AI Startup Investment Reveals a Gap Between ‘Can’ and ‘Will’

Perhaps the most revealing finding is the gap between which jobs AI could theoretically affect and which funded AI startups are actually targeting. Researchers compared their new index against an existing capability-based measure that ranks jobs by whether current AI technology could perform their tasks. By that standard, highly educated professionals rank near the top. Lawyers, judges, and doctors all score high. Under the startup-investment measure, those same jobs often fell toward the bottom.

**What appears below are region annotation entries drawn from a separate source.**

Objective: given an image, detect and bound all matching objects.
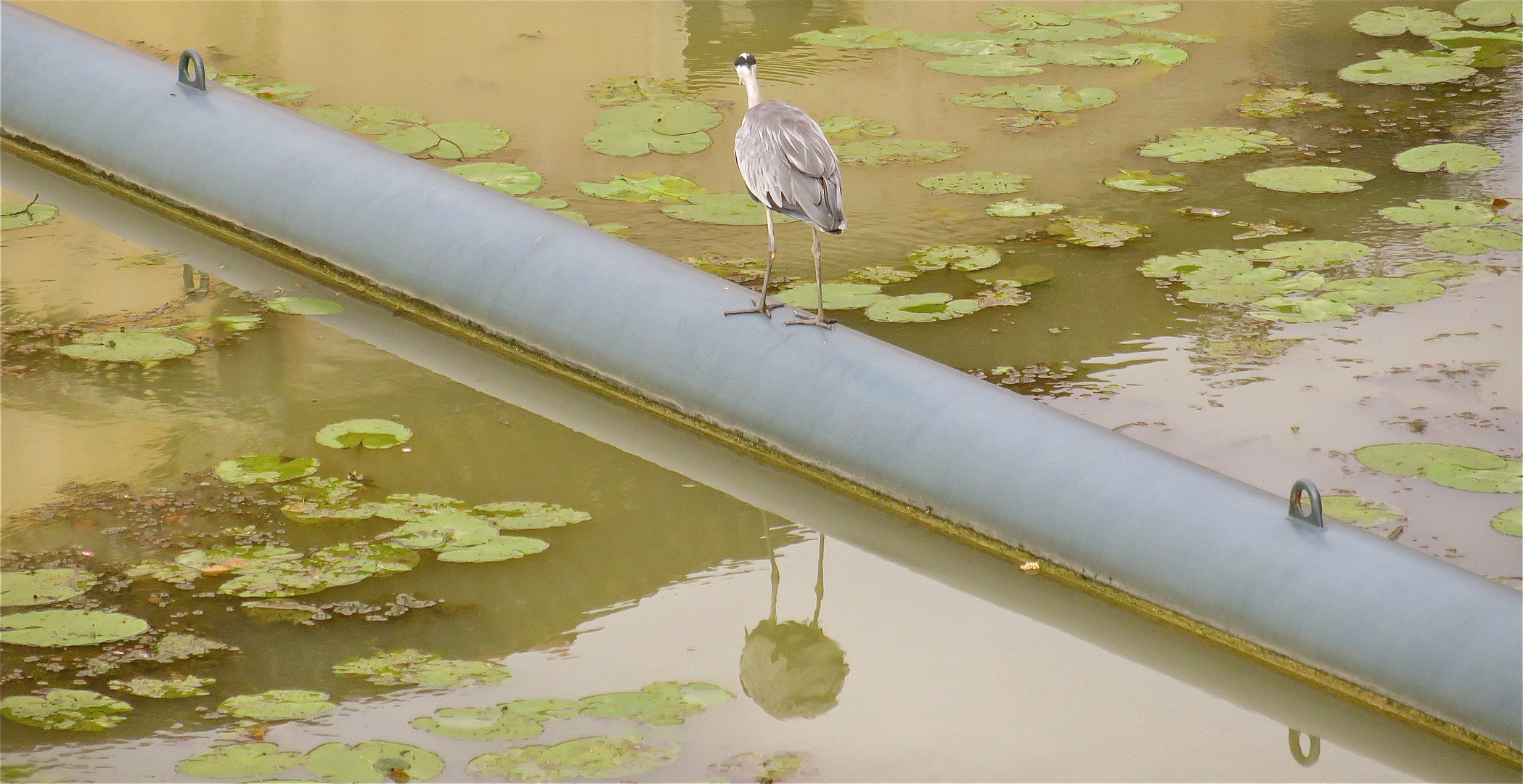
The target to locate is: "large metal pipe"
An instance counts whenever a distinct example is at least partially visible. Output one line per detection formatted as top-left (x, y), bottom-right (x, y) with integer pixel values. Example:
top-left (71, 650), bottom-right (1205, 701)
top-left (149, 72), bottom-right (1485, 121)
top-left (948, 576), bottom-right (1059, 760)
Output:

Take lawyers versus database administrators. Both require similar cognitive abilities: logical thinking, processing large amounts of information, drawing conclusions from complex material. A capability-only measure treats them as nearly equally exposed. But in the startup investment data, a database administrator scored roughly 0.8 on the exposure scale while a lawyer scored around 0.05. Automating how a company stores its data raises few ethical alarms. Automating legal judgment raises many. That gap does not mean doctors, lawyers, or teachers will be untouched by AI, but it does suggest investors are not yet prioritizing the replacement of their core duties.

AI jobs bar chart
Bar plot of average sectoral AI Startup Exposure (AISE) for industries in the US economy, where blue and green indicate lower to intermediate exposure, yellow to red indicate high exposure. (Credit:
Fenoaltea et al.)

A Selective Pressure, Not a Flood

Geographically, AI startup exposure tracks closely with tech industry density. Metro areas built around knowledge work, led by the San Francisco Bay Area, registered the highest average exposure, while Midwestern cities anchored in manufacturing and agriculture showed the lowest. At the industry level, finance, insurance, professional services, and information technology ranked as most exposed, while construction, agriculture, and food preparation ranked at the bottom. Healthcare and education landed in a middle zone, fields where AI appears more likely to assist workers than to displace them.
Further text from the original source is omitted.